On Wed, Jun 19, 2024 at 10:21:51AM +0200, Rasmus Villemoes wrote:
On 18/06/2024 23.03, Tim Harvey wrote:
On Tue, Jun 18, 2024 at 7:32 AM Tom Rini trini@konsulko.com wrote:
Stefan and Tom,
I'm seeing CI issues here even with 5000us [1]: host bind 0 /tmp/sandbox/persistent-cyclic function wdt-gpio-level took too long: 5368us vs 5000us max
Yes, 5ms is way too little when you're not the only thing running on the cpu, which is why I went with 100ms.
Random thoughts and questions:
(1) Do we have any way to programmatically grab all the logs from azure CI, so we can get some kind of objective statistics on the number after "took too long:". Clicking through the web interface and randomly searching is too painful.
It would also be helpful to know what percentage of CI runs have failed due to that, versus due to some genuine error.
I don't think we can easily grab logs via API. And at least for https://dev.azure.com/u-boot/u-boot/_build?definitionId=2&_a=summary a lot of the failures have rolled off already because we only get so many logs and I try and mark full release logs as keep forever.

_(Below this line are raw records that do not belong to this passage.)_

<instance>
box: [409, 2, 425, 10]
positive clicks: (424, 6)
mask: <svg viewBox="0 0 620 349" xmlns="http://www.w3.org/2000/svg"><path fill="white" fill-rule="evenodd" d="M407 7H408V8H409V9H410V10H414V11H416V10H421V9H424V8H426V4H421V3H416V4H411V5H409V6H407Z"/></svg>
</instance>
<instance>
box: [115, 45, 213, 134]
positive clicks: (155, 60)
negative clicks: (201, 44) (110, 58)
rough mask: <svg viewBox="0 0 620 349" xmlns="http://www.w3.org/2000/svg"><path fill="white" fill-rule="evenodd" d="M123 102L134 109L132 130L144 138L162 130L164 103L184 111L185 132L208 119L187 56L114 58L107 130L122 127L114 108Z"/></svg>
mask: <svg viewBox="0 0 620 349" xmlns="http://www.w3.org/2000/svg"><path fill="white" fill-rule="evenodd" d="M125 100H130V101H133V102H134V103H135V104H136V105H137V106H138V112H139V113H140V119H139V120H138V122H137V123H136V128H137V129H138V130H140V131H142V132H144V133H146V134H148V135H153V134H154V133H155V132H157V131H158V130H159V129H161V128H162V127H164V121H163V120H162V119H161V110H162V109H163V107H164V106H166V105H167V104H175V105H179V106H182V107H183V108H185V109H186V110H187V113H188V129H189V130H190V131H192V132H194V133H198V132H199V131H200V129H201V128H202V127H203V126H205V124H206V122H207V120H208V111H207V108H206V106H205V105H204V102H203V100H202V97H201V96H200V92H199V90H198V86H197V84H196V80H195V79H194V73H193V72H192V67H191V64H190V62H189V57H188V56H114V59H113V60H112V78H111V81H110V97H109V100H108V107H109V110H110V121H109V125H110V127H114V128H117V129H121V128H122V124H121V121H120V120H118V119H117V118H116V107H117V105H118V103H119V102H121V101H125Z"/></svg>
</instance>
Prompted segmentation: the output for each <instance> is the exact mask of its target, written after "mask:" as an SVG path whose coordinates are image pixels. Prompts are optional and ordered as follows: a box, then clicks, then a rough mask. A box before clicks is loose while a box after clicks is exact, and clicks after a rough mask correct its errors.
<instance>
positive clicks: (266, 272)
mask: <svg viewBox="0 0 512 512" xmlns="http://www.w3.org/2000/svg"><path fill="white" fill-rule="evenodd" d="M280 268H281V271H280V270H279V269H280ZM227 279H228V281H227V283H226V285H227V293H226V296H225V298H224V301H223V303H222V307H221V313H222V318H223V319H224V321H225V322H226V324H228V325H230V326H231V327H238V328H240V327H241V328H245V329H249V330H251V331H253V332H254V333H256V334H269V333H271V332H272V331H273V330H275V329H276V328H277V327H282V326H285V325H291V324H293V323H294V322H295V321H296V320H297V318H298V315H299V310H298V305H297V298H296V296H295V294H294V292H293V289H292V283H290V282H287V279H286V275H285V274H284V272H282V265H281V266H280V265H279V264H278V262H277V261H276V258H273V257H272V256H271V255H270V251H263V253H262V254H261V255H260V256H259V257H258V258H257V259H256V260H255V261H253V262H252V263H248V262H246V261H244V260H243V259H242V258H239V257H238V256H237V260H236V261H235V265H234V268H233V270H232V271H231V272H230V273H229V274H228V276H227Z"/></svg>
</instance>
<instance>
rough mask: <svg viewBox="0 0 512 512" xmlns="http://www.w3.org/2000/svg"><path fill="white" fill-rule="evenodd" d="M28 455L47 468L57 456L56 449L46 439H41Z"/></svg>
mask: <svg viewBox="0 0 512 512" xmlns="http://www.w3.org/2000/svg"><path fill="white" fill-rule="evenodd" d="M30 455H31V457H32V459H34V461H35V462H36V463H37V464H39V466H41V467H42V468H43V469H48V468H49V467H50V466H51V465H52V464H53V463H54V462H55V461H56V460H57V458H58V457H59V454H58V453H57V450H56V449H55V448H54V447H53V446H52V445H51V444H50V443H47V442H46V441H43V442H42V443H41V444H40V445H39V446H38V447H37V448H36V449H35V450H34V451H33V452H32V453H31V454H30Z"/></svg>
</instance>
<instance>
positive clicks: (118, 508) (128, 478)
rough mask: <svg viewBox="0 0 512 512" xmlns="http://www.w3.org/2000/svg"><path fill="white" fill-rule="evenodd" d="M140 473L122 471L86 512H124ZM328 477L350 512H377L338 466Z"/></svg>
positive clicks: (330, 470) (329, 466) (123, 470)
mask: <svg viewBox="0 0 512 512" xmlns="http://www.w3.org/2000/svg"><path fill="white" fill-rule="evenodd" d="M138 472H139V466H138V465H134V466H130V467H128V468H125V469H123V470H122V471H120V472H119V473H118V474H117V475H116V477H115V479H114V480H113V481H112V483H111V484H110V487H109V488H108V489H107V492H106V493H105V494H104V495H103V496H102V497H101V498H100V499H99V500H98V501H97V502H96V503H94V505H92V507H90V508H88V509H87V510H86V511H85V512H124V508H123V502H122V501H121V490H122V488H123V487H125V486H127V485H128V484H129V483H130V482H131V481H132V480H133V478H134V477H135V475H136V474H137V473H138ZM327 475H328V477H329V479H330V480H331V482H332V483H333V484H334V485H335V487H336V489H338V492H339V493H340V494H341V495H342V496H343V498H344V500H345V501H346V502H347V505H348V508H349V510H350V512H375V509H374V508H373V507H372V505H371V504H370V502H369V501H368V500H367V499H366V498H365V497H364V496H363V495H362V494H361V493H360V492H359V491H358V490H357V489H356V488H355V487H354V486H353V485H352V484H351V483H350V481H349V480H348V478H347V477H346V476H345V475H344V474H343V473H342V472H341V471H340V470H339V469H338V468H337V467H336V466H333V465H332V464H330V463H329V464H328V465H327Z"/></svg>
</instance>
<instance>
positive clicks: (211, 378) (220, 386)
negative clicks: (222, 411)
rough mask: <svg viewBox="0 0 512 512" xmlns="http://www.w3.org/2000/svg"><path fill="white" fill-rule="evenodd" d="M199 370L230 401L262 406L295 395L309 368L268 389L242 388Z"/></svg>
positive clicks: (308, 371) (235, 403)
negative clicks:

But anecdotally I can say 75%+ of the Azure runs fail at least once due to this, and most fail enough to fail the pipeline (we get 2 tries per job).
(2) I considered a patch that just added a
default $something big if SANDBOX
to config CYCLIC_MAX_CPU_TIME_US, but since the problem also hit qemu, I dropped that. But, if my patch is too ugly (and I might tend to think that myself...), perhaps at least this would be an added improvement over the generic bump to 5000us.
I was fine with your approach really, maybe a bit bigger of a comment and note under doc/ as well why we do it?
(3) I also thought that perhaps for sandbox, we should simply measure the time using clock_gettime(CLOCK_PROCESS_CPUTIME_ID), instead of wallclock time. But it's a little ugly to implement since the "now" variable is both used to decide if its time to run the callback, and as a starting point for measuring cpu time, and we probably still want the "is it time" to be measured on wallclock and not however much cpu-time the u-boot process has been given. Or maybe we don't, and CLOCK_PROCESS_CPUTIME_ID would simply be a better backend for os_get_nsec(). Sure, time in the sandbox would progress slower than on the host, but does that actually matter?
(4) Btw., what kind of clock tick do we even get when run under qemu? I don't have much experience with qemu, but from quick googling it seems that -icount would be interesting. Also see https://github.com/zephyrproject-rtos/zephyr/issues/14173 . From quick reading it seems there were some issues back in 2019, but that today it mostly works for them, except some SMP issues (that are certainly not relevant to U-Boot).
That could be interesting too, yeah. I do worry it might open its own set of problems to figure out tho.